Бронаг забралась в тепло человеческого тела, поймала ускользающую жизнь. Рана на груди затянулась, Нисса распахнула глаза.

– Нам тесно здесь вдвоём, забирай душу! – провозгласила новая Нисса.

Душа грела ладонь, маленьким огоньком. Ты точно фейри, человеческая дочь. Рвёшься на свободу даже сейчас, обжигаешь, требуешь. Сдаётся мне, сумею исполнить твою мечту.

Лошадь дрожала как овечий хвост, чуяла то, что не могли учуять люди. Я ощущал страх, исходивший от неё. Кобыла водила ушами, опускала каурую морду, я трепал её по холке, она ещё больше обмирала, но к замку всё же несла. Я решил назвать лошадку Катхейл, пугливая. Хотя следовало дать ей имя Киалмхар, мудрая, потому что знала, кого бояться. Очки я оставил в Килларни. Подарил Жабе-Бронаг, чтобы не забывала меня. Душа рыжей Ниссы сжалась в нагрудном кармане. Не лучший способ хранить души.

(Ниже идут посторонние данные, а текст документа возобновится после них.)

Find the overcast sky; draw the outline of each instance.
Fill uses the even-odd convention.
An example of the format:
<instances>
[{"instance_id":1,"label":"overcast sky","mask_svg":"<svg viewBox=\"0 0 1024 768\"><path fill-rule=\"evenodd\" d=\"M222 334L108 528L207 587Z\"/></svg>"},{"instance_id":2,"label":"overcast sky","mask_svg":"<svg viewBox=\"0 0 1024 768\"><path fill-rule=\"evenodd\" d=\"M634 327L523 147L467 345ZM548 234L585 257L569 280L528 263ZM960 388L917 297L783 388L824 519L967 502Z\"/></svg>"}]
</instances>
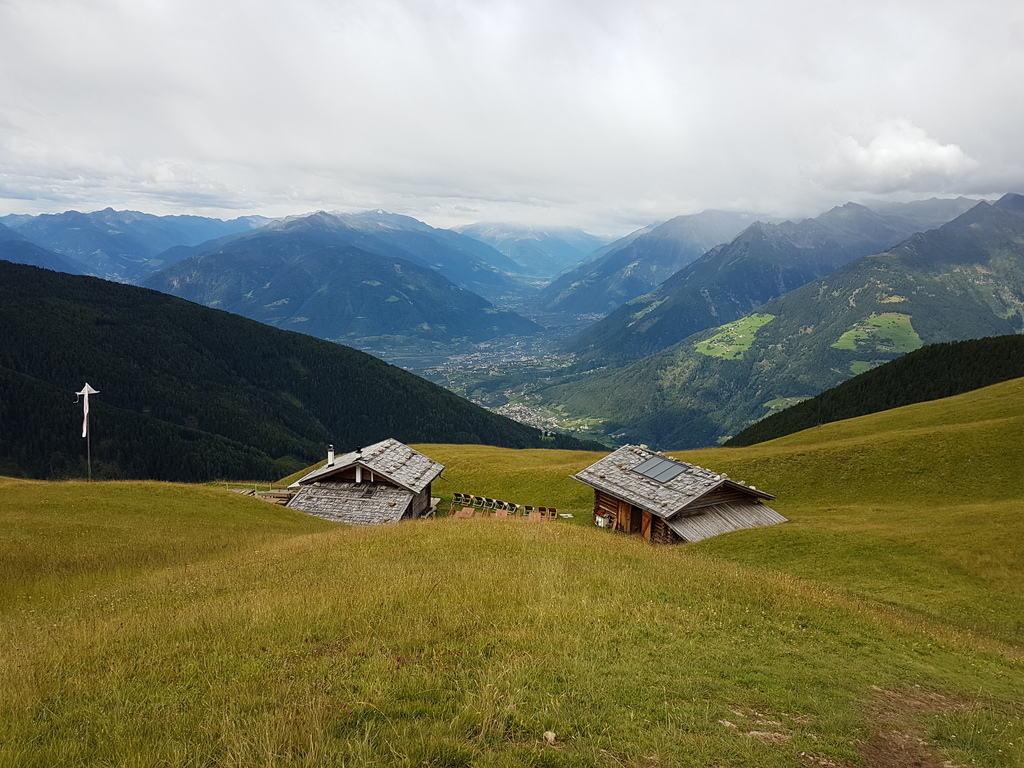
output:
<instances>
[{"instance_id":1,"label":"overcast sky","mask_svg":"<svg viewBox=\"0 0 1024 768\"><path fill-rule=\"evenodd\" d=\"M1024 193L1021 0L0 0L0 214Z\"/></svg>"}]
</instances>

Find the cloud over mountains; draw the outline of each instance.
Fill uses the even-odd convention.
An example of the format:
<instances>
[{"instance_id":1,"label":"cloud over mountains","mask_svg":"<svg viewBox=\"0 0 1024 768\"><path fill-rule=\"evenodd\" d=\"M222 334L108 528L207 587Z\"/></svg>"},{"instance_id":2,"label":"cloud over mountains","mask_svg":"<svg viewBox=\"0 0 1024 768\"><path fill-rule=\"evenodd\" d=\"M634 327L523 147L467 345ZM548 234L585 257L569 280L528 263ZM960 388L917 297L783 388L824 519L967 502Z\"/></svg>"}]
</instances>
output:
<instances>
[{"instance_id":1,"label":"cloud over mountains","mask_svg":"<svg viewBox=\"0 0 1024 768\"><path fill-rule=\"evenodd\" d=\"M1012 0L8 0L0 206L622 231L994 195L1022 35Z\"/></svg>"}]
</instances>

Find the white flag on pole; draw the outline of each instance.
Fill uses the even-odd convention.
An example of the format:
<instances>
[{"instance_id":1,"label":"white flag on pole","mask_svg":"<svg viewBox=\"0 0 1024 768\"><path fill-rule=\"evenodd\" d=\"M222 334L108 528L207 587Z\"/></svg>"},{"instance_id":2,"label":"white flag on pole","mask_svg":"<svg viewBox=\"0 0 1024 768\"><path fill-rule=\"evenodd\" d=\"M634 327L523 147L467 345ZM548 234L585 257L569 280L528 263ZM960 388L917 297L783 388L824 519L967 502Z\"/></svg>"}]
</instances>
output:
<instances>
[{"instance_id":1,"label":"white flag on pole","mask_svg":"<svg viewBox=\"0 0 1024 768\"><path fill-rule=\"evenodd\" d=\"M75 392L75 394L77 394L79 397L84 397L85 398L83 400L83 402L82 402L82 412L83 412L82 413L82 436L85 437L89 433L89 395L90 394L99 394L99 390L98 389L93 389L92 387L89 386L89 382L86 382L85 386L82 387L81 391ZM75 400L75 402L78 402L78 400Z\"/></svg>"}]
</instances>

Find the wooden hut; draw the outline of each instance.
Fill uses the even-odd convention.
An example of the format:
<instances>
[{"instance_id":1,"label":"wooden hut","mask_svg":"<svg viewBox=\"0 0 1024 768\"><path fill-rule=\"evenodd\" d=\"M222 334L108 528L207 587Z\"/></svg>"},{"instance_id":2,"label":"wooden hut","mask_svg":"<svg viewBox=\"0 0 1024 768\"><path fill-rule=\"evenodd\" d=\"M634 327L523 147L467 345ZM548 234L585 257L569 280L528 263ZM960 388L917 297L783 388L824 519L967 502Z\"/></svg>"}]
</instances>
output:
<instances>
[{"instance_id":1,"label":"wooden hut","mask_svg":"<svg viewBox=\"0 0 1024 768\"><path fill-rule=\"evenodd\" d=\"M764 504L771 494L646 445L625 445L573 477L594 488L597 524L652 543L699 542L785 522Z\"/></svg>"},{"instance_id":2,"label":"wooden hut","mask_svg":"<svg viewBox=\"0 0 1024 768\"><path fill-rule=\"evenodd\" d=\"M289 487L288 506L353 525L423 517L433 510L430 483L443 466L398 440L387 439L328 462Z\"/></svg>"}]
</instances>

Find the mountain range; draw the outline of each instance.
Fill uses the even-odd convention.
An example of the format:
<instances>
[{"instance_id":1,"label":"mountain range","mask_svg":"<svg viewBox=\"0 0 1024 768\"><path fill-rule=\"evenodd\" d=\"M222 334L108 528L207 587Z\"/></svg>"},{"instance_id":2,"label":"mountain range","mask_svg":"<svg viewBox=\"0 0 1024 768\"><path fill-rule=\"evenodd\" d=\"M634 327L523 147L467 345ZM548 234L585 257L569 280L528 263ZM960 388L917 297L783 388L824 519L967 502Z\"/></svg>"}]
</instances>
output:
<instances>
[{"instance_id":1,"label":"mountain range","mask_svg":"<svg viewBox=\"0 0 1024 768\"><path fill-rule=\"evenodd\" d=\"M492 287L511 282L476 258L476 247L486 248L408 217L316 213L231 239L172 264L145 286L348 343L386 336L482 341L543 331L445 276Z\"/></svg>"},{"instance_id":2,"label":"mountain range","mask_svg":"<svg viewBox=\"0 0 1024 768\"><path fill-rule=\"evenodd\" d=\"M551 280L575 266L608 240L572 227L542 228L517 224L480 222L455 227L508 256L521 273Z\"/></svg>"},{"instance_id":3,"label":"mountain range","mask_svg":"<svg viewBox=\"0 0 1024 768\"><path fill-rule=\"evenodd\" d=\"M1024 329L1024 197L853 261L640 360L539 392L629 441L713 444L924 344Z\"/></svg>"},{"instance_id":4,"label":"mountain range","mask_svg":"<svg viewBox=\"0 0 1024 768\"><path fill-rule=\"evenodd\" d=\"M162 254L170 248L249 231L268 219L245 216L222 221L106 208L92 213L15 214L0 221L25 240L70 259L75 265L73 273L138 283L169 263Z\"/></svg>"},{"instance_id":5,"label":"mountain range","mask_svg":"<svg viewBox=\"0 0 1024 768\"><path fill-rule=\"evenodd\" d=\"M275 479L384 437L583 446L362 352L156 291L0 261L0 474ZM595 445L595 443L591 443Z\"/></svg>"},{"instance_id":6,"label":"mountain range","mask_svg":"<svg viewBox=\"0 0 1024 768\"><path fill-rule=\"evenodd\" d=\"M653 354L721 326L854 259L938 226L977 201L920 201L878 213L847 203L799 223L756 221L657 286L585 329L565 346L594 365Z\"/></svg>"},{"instance_id":7,"label":"mountain range","mask_svg":"<svg viewBox=\"0 0 1024 768\"><path fill-rule=\"evenodd\" d=\"M638 229L561 274L541 291L538 300L549 312L605 314L647 293L711 248L732 240L756 218L705 211Z\"/></svg>"}]
</instances>

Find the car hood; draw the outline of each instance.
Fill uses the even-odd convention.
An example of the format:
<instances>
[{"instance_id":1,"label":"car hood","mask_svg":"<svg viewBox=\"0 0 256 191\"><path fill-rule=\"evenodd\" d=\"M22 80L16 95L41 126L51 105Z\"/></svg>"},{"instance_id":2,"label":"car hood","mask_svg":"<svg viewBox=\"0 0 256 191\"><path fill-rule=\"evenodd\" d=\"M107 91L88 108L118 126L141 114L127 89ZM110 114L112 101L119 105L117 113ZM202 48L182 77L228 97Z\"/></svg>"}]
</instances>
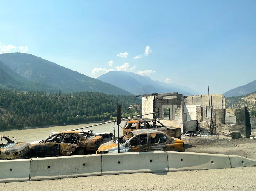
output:
<instances>
[{"instance_id":1,"label":"car hood","mask_svg":"<svg viewBox=\"0 0 256 191\"><path fill-rule=\"evenodd\" d=\"M121 145L122 145L122 144L120 144L120 146ZM107 151L110 149L112 149L116 147L117 149L117 145L114 143L113 141L111 141L109 142L102 144L99 147L98 151L100 152L102 151Z\"/></svg>"},{"instance_id":2,"label":"car hood","mask_svg":"<svg viewBox=\"0 0 256 191\"><path fill-rule=\"evenodd\" d=\"M9 150L17 150L26 146L28 147L30 145L30 144L29 143L7 143L0 147L0 151L2 149L8 149Z\"/></svg>"}]
</instances>

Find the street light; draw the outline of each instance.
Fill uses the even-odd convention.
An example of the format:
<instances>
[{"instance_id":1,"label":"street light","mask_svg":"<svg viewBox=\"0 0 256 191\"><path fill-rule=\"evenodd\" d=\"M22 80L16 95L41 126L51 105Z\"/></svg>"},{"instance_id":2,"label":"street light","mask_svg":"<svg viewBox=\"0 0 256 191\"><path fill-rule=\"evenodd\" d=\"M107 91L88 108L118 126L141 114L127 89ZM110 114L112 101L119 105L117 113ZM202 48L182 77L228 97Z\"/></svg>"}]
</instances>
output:
<instances>
[{"instance_id":1,"label":"street light","mask_svg":"<svg viewBox=\"0 0 256 191\"><path fill-rule=\"evenodd\" d=\"M129 107L129 109L130 110L130 111L129 111L129 117L130 117L130 114L131 113L131 108L134 108L133 107L133 106L132 106L131 107Z\"/></svg>"},{"instance_id":2,"label":"street light","mask_svg":"<svg viewBox=\"0 0 256 191\"><path fill-rule=\"evenodd\" d=\"M76 117L76 118L78 116L78 115Z\"/></svg>"}]
</instances>

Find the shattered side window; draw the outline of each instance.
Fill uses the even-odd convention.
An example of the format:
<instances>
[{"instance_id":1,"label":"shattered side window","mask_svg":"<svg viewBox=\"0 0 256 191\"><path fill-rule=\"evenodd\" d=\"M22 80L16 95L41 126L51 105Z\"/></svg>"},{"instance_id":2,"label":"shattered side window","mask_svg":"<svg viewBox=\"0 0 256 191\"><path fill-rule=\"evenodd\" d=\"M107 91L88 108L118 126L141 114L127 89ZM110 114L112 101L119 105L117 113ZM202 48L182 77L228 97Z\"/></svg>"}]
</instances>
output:
<instances>
[{"instance_id":1,"label":"shattered side window","mask_svg":"<svg viewBox=\"0 0 256 191\"><path fill-rule=\"evenodd\" d=\"M167 138L163 135L158 134L150 134L150 141L151 144L166 143Z\"/></svg>"},{"instance_id":2,"label":"shattered side window","mask_svg":"<svg viewBox=\"0 0 256 191\"><path fill-rule=\"evenodd\" d=\"M134 130L136 129L137 123L128 123L126 125L125 129L129 129Z\"/></svg>"},{"instance_id":3,"label":"shattered side window","mask_svg":"<svg viewBox=\"0 0 256 191\"><path fill-rule=\"evenodd\" d=\"M148 129L152 129L152 128L155 128L153 121L148 121L147 123L147 125L148 127Z\"/></svg>"},{"instance_id":4,"label":"shattered side window","mask_svg":"<svg viewBox=\"0 0 256 191\"><path fill-rule=\"evenodd\" d=\"M51 137L46 141L46 142L56 142L56 143L60 143L60 140L61 140L62 136L62 134L58 134Z\"/></svg>"},{"instance_id":5,"label":"shattered side window","mask_svg":"<svg viewBox=\"0 0 256 191\"><path fill-rule=\"evenodd\" d=\"M0 139L0 147L8 143L8 141L3 138Z\"/></svg>"},{"instance_id":6,"label":"shattered side window","mask_svg":"<svg viewBox=\"0 0 256 191\"><path fill-rule=\"evenodd\" d=\"M66 134L62 142L76 144L79 140L79 137L74 134Z\"/></svg>"}]
</instances>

Взгляд впитывал зелень пологих холмов, наслаждался дымкой тумана над седыми озёрами, изучал разбросанные кости камней. Чем дальше Катхейл уносила от Килларни, тем легче дышалось. В Килларни меня душили обиды. Слишком долго я пробыл в сонной деревне в обличии старика. Тинне О’Салливана хозяйка гостинцы припомнила как старого глупца. Ни один из детей, кидавших мне вослед камни, обмазывающих собачим дерьмом покосившуюся калитку и подсовывающих под порог гвозди, не помнил Тинне О’Салливана молодым врачевателем, изгнавшим чуму из Килларни. Они видели только горб и морщины, глубже чем русло Торка. Во мне обновлённом разглядели лишь возможного родственника того старика. То ли дело озёра замка Росс. Его обитатели помнят Тинне-воина, искавшего смерть в битвах и чудом избегавшего встречи с костлявой. Тинне-вечно хмельного. Тинне- не пропустившего ни одной юбки. Под замком Росс добавлю я к золотой и алой крови чёрную.

– Где ты, где ты, старый друг,

Слышишь в сердце смерти стук,

Видишь ли ты за дождём

Гостя в саване златом?

Где ты, где ты, старый друг?

Не уйдёшь из цепких рук,

Я на чёрном жеребце,

По мосту скачу уже.

Где ты, где ты, старый друг?

Круг замкнулся, жизни круг.

Песни мне не удавались. Но кто сказал, что нельзя горланить, коли песня из сердца рвется, а на мили вокруг нет ушей, что обвинят меня в бесталанности?